Strange Ruminations
I haven't had goats for a couple of years now, and it's been longer than that since I've shown them or had an active breeding program. At one time, I had aspired to be a dairy goat judge, not for the power or control or prestige, but because I really enjoyed evaluating the animals. The late great Harvey Considine, who I had the incredible honor of meeting and chatting with, thought I had a good eye for the work. He told me something I found funny at the time, that his father (I think?) who was also in livestock (although not dairy goats) had a habit or looking at people's feet, at the way they walked. Oddly enough, this habit has become mine. I think I pay more attention to human feet and general movement "on the move" (good dairy goat judges judge the animals while walking slowly, not when primped and posed artificially) than I do their faces.
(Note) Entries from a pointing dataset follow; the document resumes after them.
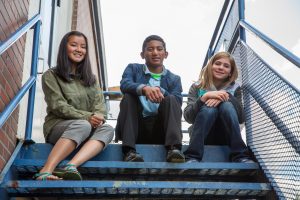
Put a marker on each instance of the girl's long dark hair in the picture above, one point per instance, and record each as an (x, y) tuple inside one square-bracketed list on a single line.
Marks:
[(63, 67)]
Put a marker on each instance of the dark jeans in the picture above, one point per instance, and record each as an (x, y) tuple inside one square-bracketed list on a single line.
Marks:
[(164, 128), (207, 118)]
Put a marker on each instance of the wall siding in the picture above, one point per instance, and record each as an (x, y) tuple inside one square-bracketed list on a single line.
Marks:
[(13, 14)]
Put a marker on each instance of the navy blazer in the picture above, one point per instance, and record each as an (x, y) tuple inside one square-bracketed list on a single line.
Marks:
[(134, 75)]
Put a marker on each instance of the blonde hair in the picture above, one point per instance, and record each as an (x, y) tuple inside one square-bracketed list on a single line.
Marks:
[(206, 78)]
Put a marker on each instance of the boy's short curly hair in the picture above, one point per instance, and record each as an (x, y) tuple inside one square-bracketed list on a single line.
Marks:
[(153, 37)]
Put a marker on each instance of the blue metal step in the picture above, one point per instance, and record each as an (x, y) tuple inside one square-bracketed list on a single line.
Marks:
[(107, 168), (136, 189), (106, 175)]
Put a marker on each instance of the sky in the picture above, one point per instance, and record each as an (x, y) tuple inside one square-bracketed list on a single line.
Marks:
[(187, 27)]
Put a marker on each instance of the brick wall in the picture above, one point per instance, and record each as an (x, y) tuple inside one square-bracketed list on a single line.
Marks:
[(13, 13)]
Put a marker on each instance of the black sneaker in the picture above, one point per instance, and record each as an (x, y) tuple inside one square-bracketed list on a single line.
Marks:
[(175, 156), (133, 156)]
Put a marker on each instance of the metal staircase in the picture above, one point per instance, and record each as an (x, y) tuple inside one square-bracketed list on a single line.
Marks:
[(107, 176), (272, 134)]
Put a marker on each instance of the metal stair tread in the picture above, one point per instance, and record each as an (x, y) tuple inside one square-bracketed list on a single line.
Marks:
[(108, 188)]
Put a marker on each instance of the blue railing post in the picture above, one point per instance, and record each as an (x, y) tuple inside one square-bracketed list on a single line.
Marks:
[(242, 17), (33, 73)]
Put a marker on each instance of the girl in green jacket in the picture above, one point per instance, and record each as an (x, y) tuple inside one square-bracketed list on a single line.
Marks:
[(75, 110)]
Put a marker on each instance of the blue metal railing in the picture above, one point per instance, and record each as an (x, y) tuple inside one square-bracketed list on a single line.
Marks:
[(31, 82), (271, 102), (277, 47)]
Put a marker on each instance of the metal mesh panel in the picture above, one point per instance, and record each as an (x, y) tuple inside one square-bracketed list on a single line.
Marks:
[(228, 31), (272, 108)]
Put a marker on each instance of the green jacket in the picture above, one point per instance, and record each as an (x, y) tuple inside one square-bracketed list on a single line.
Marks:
[(69, 100)]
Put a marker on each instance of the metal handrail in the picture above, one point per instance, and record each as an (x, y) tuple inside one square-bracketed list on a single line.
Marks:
[(19, 33), (30, 84), (274, 45)]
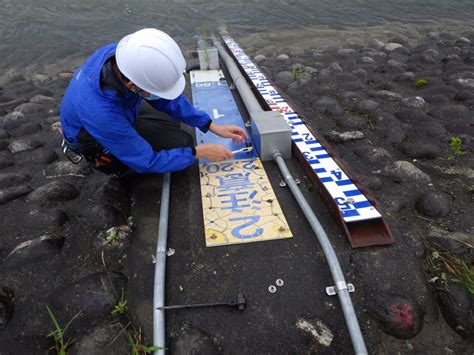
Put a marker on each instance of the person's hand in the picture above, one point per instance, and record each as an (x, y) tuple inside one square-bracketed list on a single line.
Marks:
[(237, 134), (213, 152)]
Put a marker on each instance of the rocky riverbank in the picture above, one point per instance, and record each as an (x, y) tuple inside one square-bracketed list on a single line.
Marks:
[(400, 112)]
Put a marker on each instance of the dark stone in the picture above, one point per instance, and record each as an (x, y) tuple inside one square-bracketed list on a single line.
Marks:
[(452, 113), (27, 128), (66, 168), (464, 95), (420, 150), (22, 145), (34, 250), (12, 193), (5, 162), (55, 191), (350, 122), (3, 144), (39, 156), (13, 179), (11, 104), (94, 296), (457, 307), (193, 341), (31, 109), (438, 93), (7, 305), (3, 134), (434, 204), (41, 219), (397, 315)]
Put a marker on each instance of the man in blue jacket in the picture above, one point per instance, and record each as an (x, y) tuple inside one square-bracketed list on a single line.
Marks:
[(100, 109)]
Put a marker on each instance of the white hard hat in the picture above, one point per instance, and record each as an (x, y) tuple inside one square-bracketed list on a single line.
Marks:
[(152, 60)]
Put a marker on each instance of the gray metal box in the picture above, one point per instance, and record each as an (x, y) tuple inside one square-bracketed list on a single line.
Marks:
[(208, 58), (270, 132)]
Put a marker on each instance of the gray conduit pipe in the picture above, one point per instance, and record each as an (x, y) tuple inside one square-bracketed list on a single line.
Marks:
[(331, 258), (160, 268), (253, 105)]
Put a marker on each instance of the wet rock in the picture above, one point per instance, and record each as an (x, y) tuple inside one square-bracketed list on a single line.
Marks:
[(464, 95), (56, 191), (397, 315), (317, 330), (335, 68), (3, 134), (94, 296), (49, 218), (405, 172), (346, 52), (283, 79), (390, 47), (406, 77), (102, 340), (7, 305), (27, 128), (373, 154), (56, 128), (52, 119), (34, 250), (375, 43), (341, 137), (388, 95), (5, 162), (12, 193), (193, 341), (457, 308), (40, 78), (350, 122), (42, 100), (39, 156), (458, 243), (30, 109), (395, 66), (283, 57), (66, 168), (434, 204), (420, 150), (13, 179), (452, 113), (466, 83), (414, 102), (114, 238), (367, 106), (22, 145), (367, 60), (8, 105), (430, 56)]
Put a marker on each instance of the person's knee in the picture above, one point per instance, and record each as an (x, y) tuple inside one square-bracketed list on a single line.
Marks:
[(188, 139)]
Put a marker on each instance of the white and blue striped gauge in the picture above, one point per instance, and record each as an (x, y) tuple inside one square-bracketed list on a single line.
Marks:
[(353, 204)]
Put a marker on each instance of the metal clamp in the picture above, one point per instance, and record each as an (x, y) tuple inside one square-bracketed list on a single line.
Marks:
[(341, 285), (243, 150)]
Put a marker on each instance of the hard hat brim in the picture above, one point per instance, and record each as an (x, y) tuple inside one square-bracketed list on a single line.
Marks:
[(171, 94)]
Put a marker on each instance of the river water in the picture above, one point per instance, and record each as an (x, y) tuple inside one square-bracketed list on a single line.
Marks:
[(47, 31)]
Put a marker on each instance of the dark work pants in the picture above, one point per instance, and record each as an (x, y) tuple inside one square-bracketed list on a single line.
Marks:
[(158, 129)]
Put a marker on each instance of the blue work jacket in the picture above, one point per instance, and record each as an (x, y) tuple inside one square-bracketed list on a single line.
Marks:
[(109, 118)]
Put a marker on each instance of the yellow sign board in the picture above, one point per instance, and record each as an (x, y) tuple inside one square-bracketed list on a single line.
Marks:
[(239, 205)]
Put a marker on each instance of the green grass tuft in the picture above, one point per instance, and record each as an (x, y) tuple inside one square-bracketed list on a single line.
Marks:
[(61, 344)]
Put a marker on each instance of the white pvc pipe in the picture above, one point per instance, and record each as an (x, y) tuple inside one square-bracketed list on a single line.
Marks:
[(160, 269)]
Harvey was right...you can tell and learn a lot by watching people move and walk, and by observing their shoes and feet. Very obese people, for example, tend to have lower legs that splay out at the knees. I haven't decided yet whether this is because they need extra stability for the added mass, or if the added mass of the thighs forces the lower legs (and therefore the feet as well) outward. Watching them walk is painful...you know that their knees must hurt, and that the more those knees hurt, the less they'll want to move around and exercise, creating a vicious cycle. Very musclular men who work out a lot move their upper bodies differently and with less mobility than leaner men do, as though constrained. High heels tend to predispose women to take a sort of stomping, stabbing motion with their walk, which makes their rear ends more noticable, but in my opinion, deprives them of a certain grace and flow, too. I've also noticed that people (usually men) who take what seem to be carefully measured, precise, and intentional steps tend to be pretty methodical and well, precise. People with flat feet stand very differently than others, with their toes pointed out and an entirely different stance.
So I suppose it was only a matter of time before I noticed my own walk. It's my right foot/leg, the side that's shorter, the side whose hip bothers me more. That hip swings out at a different angle than the other one. It has more limited range of motion in some directions, but in a normal walk, I can feel it moving differently, swinging out farther. Since there's snow, I watch my prints. They're not symmetrical. That right foot hits the ground at a different angle, and the hip joint moves as it hits the ground, as I put weight on that foot. It's a decidedly disagreeable sensation even though it doesn't hurt most of the time. I guess that at this point, I could throw myself a little pity party because I'd like to run and romp and climb and jump like I used to and now these activites are very limited (and I pay for them later), but that seems pretty trite. What I'm concerned about is the possibility that whatever's making my hip joint move in this funky way is going to *really* limit my mobility later on. if I believed in a god, I would scream to him that I need to be able to enjoy *something* in life, and I don't want to live in a little cubicle, dammit. I need to breathe the fresh air and feel close to the trees and melt into the outdoors. I want to be climbing trees when I'm 70 or 80 years old.
Screw it. Forget god. I don't care if I lose both my legs, I'm not giving that up. I lost the goats, I've lost so much else...I am not losing the entire outdoors, too. Ugh, I'm ridiculous, who said I was going to lose my legs, anyway??